From left to right:Sergei Prokofiev,Dmitri ShostakovichandAram Khachaturian(1940)

The result was one of the most humiliating episodes of Shostakovich’s life, in which he was forced to repudiate his own work and prostrate himself before a group of composers who were clearly his intellectual inferiors. After praising the efforts of other Soviet artists he humbly declared, “The absence, in my works, of the interpretation of folk art, that great spirit by which our people lives, has been with utmost clarity and definiteness pointed out by the Central Committee of the All-Union Communist Party. I am deeply grateful for it and for all the criticism contained in the Resolution.” Although his words sounded calm and conciliatory, inside Shostakovich was filled with self-loathing, later calling himself a “paltry wretch, a parasite, a puppet, a cut-out paper doll on a string!”

The ironic thing is that, through this entire debacle, he kept composing exactly the kind of material that was landing him in so much trouble. At the piano Shostakovich was able to somehow find the courage he lacked at the podium, and it is in the very work that he was working on at the time of this self-defacing speech that he first introduced his signature leitmotif, the four-note DSCH pattern that spells out his initials. (The leitmotif consists of the notes D, E flat, C, B natural,thus standing for Shostakovich’s initials in German transliteration: D. Sch.) By this time he was effectively living a double-life: on the one hand obediently and halfheartedly writing patriotic works, pouring his energies ever more fervently into more subversive compositions such as his string quartets.

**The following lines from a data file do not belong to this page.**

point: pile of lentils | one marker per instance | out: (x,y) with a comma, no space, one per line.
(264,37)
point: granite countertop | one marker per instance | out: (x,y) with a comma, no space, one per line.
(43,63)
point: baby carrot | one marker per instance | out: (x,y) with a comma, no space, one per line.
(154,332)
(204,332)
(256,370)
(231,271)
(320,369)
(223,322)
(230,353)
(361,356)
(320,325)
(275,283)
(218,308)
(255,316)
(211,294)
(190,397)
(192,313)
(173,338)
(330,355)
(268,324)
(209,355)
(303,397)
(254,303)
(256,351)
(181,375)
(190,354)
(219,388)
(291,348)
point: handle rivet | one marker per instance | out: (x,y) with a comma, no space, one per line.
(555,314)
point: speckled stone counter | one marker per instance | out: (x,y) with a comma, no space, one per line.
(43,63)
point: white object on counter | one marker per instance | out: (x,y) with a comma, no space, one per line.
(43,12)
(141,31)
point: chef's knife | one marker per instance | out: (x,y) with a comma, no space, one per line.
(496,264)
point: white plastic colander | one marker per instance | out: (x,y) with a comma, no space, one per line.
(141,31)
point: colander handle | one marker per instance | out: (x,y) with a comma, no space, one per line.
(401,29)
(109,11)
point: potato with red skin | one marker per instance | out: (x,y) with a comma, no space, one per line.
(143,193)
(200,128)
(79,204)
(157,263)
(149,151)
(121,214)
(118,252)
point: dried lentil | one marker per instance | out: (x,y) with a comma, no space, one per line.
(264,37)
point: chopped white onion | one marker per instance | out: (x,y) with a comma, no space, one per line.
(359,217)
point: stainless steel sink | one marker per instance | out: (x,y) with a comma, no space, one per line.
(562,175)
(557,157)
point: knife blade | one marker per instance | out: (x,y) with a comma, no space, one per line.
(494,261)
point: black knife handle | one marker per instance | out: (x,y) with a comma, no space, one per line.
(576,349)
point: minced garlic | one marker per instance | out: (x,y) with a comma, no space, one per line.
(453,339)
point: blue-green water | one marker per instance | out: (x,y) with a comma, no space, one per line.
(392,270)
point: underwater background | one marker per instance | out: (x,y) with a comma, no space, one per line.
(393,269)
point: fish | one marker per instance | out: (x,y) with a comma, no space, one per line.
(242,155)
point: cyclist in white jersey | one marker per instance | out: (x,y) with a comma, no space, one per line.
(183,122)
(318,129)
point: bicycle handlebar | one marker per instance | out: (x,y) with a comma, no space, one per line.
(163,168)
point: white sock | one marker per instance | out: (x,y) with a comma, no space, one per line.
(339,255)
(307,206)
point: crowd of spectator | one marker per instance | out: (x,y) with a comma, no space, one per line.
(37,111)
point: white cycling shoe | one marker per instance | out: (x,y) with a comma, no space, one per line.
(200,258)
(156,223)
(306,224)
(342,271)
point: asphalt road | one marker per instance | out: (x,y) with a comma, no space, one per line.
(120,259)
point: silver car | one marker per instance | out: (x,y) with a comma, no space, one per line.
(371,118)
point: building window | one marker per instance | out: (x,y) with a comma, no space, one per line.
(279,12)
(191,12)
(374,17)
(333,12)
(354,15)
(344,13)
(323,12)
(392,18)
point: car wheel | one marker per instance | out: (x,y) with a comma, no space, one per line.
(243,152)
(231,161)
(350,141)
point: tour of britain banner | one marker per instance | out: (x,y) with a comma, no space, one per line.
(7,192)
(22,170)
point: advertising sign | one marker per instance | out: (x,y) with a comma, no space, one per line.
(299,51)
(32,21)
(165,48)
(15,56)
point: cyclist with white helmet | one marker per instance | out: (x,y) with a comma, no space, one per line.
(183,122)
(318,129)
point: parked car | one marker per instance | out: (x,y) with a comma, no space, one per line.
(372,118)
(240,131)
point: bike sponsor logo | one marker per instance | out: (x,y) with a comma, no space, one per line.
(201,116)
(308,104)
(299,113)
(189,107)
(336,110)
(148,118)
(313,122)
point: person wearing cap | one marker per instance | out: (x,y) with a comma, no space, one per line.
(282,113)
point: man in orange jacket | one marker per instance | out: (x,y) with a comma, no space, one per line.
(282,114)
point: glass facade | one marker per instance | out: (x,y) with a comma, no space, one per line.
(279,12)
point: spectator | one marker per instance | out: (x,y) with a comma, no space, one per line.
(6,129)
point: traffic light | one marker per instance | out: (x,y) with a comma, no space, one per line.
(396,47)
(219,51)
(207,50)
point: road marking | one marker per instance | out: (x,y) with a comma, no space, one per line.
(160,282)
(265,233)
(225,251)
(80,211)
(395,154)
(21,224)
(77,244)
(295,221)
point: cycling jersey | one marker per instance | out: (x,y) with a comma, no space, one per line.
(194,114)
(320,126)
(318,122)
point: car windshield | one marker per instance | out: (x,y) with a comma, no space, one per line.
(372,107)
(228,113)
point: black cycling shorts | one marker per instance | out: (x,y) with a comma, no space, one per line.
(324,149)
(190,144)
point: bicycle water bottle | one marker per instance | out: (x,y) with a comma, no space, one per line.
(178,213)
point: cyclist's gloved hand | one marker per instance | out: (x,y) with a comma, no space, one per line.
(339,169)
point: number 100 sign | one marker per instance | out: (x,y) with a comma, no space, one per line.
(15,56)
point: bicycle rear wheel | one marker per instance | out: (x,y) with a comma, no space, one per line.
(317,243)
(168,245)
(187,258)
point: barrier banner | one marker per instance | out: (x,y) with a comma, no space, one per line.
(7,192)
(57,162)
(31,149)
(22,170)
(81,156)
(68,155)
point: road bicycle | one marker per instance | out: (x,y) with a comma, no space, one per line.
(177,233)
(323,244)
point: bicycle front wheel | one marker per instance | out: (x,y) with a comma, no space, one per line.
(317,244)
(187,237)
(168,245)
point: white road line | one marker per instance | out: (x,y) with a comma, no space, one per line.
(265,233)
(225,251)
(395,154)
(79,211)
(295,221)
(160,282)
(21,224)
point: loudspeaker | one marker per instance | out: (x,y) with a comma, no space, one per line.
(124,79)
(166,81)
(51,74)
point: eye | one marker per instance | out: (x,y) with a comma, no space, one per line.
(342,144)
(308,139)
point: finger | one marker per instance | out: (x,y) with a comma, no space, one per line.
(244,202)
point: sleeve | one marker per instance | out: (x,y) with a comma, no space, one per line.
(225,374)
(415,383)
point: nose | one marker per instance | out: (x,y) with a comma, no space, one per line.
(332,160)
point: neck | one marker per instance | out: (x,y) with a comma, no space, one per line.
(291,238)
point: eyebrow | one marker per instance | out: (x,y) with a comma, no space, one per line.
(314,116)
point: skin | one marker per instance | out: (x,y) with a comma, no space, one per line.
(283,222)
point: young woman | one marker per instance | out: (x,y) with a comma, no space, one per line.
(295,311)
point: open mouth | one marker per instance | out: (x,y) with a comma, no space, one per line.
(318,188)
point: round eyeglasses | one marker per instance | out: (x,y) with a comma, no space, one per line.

Shostakovich struggled for the entirety of his adult life with the hypocrisy of his own actions in tacit defense of the Soviet Union, which contradicted everything he stood for. However, unlike his colleague and mentor Prokofiev, who was similarly impacted by repressive state censorship, Shostakovich did live to experience one small piece of satisfaction: the death of Josef Stalin. His subsequent Tenth Symphony, the first one he wrote since Stalin’s censorship of the Ninth almost a decade years earlier is, according to Shostakovich’s own words, a musical portrait of the dictator. Tellingly, it as a tortured work that ends with the almost hysterical repetition of his eponymous motif in the brass, followed by timpani strikes that nearly drown out the orchestra. One does not have to try hard to picture the composer gleefully cackling out his own name while dancing on Stalin’s grave.